Pour l'accusé Silvana Arsovic, il est dit qu'en tant que membre du groupe criminel organisé, en coopérant étroitement avec les suspects qui ont coordonné le meurtre d'Ivanovic, il a aidé à mener à bien le travail criminel d'un meurtre grave, en rendant les conditions et en évitant les obstacles à la commission d'un travail criminel de la sorte qu'au moment de l'acte d'assassinat d'Ivanovic, l'accusé savait que les caméras de sécurité du bureau du SDP avaient été interdites de manière violente, décomposées par les courants, ce qui permet de libérer les suspects de la sécurité, lorsque la demande d'assassinat a été exécutée.
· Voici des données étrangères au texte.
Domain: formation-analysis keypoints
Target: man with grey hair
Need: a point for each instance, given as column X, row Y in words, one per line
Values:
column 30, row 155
La même chose aurait activé des caméras de sécurité dans le bureau du SDP, qui semblait être responsable dans ces bureaux et comme la seule personne dans l'établissement mentionné au moment de l'assassinat, le 16 janvier 2018.
Avec ce défendeur, selon les poursuites, ont commis la participation ou l'organisation criminelle du groupe criminel organisé par l'article 283, paragraphe 3, concernant le paragraphe 1 de la KPRPK relatif aux actes criminels graves de meurtre, l'article 179, paragraphe 1.9 de la KPRK, et le travail criminel abusif de la position ou de l'autorité officielle en vertu de l'article 442, paragraphe 2, sous-pargraphie 2.1 liée au paragraphe 1 de la KPRK.
L'acte d'accusation indique que l'accusé Dragisa Markovic, le 16 janvier 2019, dans la qualité du fonctionnaire de police, a mis sans autorisation les informations de l'autre personne, ce qui constitue un secret officiel, de sorte que jusqu'à ce qu'il était en service officiel depuis le lieu de l'événement, où même l'assassinat d'Ivanovic avait eu lieu, dans l'intention de publier ou d'exploiter ces informations, en dehors du territoire de la République du Kosovo, rapportant à un fonctionnaire de police dans l'État de Serbie sans aucune confirmation de la nouvelle qu'Ivanov a déjà été tué.
Cela l'inculpe de commettre un travail criminel “détection du secret officiel”.
On dit que Dragisa Markovic et Zarko Yvanovovic, le 16 janvier, en qualité de personnes officielles, ont utilisé leur devoir officiel en ne s'acquittant pas des tâches légales nécessaires, de sorte qu'après le meurtre d'Ivanovic, ils se sont rendus sur les lieux et n'ont pas réussi à sécuriser le site en laissant d'autres personnes intervenir dans cet espace, ainsi que le même pour faire des preuves inexplorables dans les procédures officielles, manipulés avec eux, et ainsi cacher ceux initialement inculpés, comme Marki, en charge de l'événement, qui a été trouvé dans la scène post-capitale qui a eu lieu avec le plus d'accusations de Jovan et d'autres inculpés, et puis retiré de l'événement.
Ils sont ainsi accusés d'avoir commis des actes criminels d'abus d'autorité en matière de coordination.
Alors que Jovanovic est également accusé de possession, de contrôle ou de possession non autorisée d'armes, à la même date du 10 février 2018, selon l'acte d'accusation, lors de la perquisition de logements et d'installations de veille et lors de la perquisition de sa résidence, une arme de marque TT de calibre 7,62 mm et 9 cartouches de calibre 7,62 mm, que l'accusé possédait sans autorisation, a été trouvée et confisquée.